Chapitre 1: -La lettre: - Vers le milieu du mois de mai 1660, à neuf heures du matin, lorsque le soleil déjà chaud séchait la rosée sur les ravenelles du château de Blois, une petite cavalcade, composée de trois hommes et de deux pages, rentra par le pont de la ville sans produire d'autre effet sur les promeneurs du quai qu'un premier mouvement de la main à la tête pour saluer, et un second mouvement de la langue pour exprimer cette idée dans le plus pur français qui se parle en France: - Voici Monsieur qui revient de la chasse.
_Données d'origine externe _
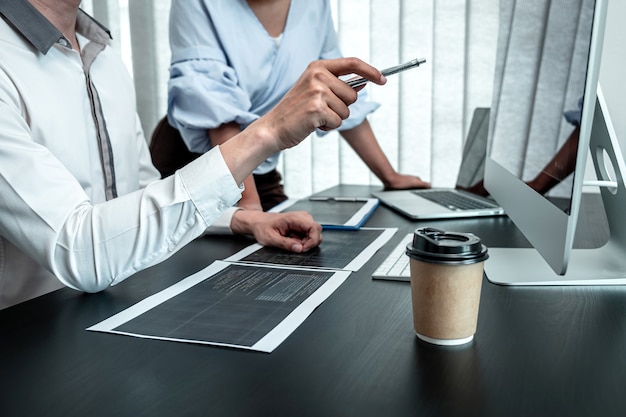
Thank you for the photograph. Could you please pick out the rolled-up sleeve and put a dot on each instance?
(203, 91)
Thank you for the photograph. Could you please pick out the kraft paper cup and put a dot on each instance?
(446, 281)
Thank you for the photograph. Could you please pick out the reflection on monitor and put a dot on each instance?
(547, 111)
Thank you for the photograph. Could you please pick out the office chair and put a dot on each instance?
(168, 150)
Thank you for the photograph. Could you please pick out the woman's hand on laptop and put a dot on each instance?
(403, 182)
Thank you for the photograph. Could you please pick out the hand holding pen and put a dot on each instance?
(357, 82)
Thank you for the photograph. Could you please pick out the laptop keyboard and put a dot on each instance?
(396, 265)
(453, 200)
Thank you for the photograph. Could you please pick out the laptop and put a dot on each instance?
(458, 202)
Et ce fut tout. Cependant, tandis que les chevaux gravissaient la pente raide qui de la rivière conduit au château, plusieurs courtauds de boutique s'approchèrent du dernier cheval, qui portait, pendus à l'arçon de la selle, divers oiseaux attachés par le bec. A cette vue les curieux manifestèrent avec une franchise toute rustique leur dédain pour une aussi maigre capture, et, après une dissertation qu'ils firent entre eux sur le désavantage de la chasse au vol, ils revinrent à leurs occupations. Seulement un des curieux, gros garçon joufflu et de joyeuse humeur, ayant demandé pourquoi Monsieur, qui pouvait tant s'amuser, grâce à ses gros revenus, se contentait d'un si piteux divertissement: - Ne sais-tu pas, lui fut-il répondu, que le principal divertissement de Monsieur est de s'ennuyer ? Le joyeux garçon haussa les épaules avec un geste qui signifiait clair comme le jour: "En ce cas, j'aime mieux être Gros Jean que d'être prince. " Et chacun reprit ses travaux. Cependant Monsieur continuait sa route si mélancolique et si majestueux à la fois qu'il eût certainement fait l'admiration des spectateurs s'il eût eu des spectateurs; mais les bourgeois de Blois ne pardonnaient pas à Monsieur d'avoir choisi cette ville si gaie pour s'y ennuyer à son aise; et toutes les fois qu'ils apercevaient l'auguste ennuyé, ils s'esquivaient en bâillant ou rentraient la tête dans l'intérieur de leurs chambres, pour se soustraire à l'influence soporifique de c…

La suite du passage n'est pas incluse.